Name the professional athletes you respect the most and why.

Satchel Paige of baseball fame for overcoming racial biases and his wonderful sense of humour, and Canadian figure skating champions Tessa Virtue and Scot Moir because they grew up and skated with my children in Ilderton, Ontario

What TV shows did you watch as a kid?

Very little. In our house, TV was the invention of the devil, although in 1960, at age, 15 or so, with attitudes changing I was allowed to walk to our aunt’s home and watch the Ed Sullivan show.

What do you enjoy most about writing?

I enjoy sharing differing perspectives with readers of my books or my blogs of book reviews. Whether it is science, medicine, history, philosophy, religion or documentation of interesting people in the form of biographies or autobiographies, the widely divergent viewpoints can only expand one’s own mind. And if readers disagree with me, that too is helpful in making me think harder.

What is a word you feel that too many people use?

I am very tired of hearing people, in interviews on radio or television, whether the interviewer or the person being interviewed, stalling by using the interjection “you know”. Not just one word, I realize, but very annoying, especially if I don’t know.

What change, big or small, would you like your blog to make in the world?

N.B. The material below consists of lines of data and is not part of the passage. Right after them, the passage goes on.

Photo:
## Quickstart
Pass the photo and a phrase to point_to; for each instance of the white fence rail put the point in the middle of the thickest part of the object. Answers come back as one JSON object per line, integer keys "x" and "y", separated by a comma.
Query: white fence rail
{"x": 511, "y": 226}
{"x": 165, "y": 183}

If I can provide some readers suggestions about books that they might enjoy and some that are to be avoided even if very popular, my aim in starting the blog will be accomplished.

Itch

What are you curious about?

Over many years of my professional life, I studied the interminable whole body itchiness that many patients with certain kinds of liver disease suffer from. Although I made progress in understanding this common and debilitating symptom, and found a partially effective new treatment, the ultimate cause is still a mystery that I am still curious about. As far as I know no one has come up with what evolutionary benefit could be concurred on someone forced to scratch themselves raw, but I suspect it is somehow linked to the disturbed Vitamin D metabolism in liver diseases, allowing more production of it from sunlight in deeper skin layers

What foods would you like to make?

I struggle with any cooking, but I have made a good imitation of mother’s delicious sour cream raisin pie with meringue topping, and the Mississippi mud pie that she loved when I took her for lunch from the nursing home to the Crossroads restaurant in Elmira.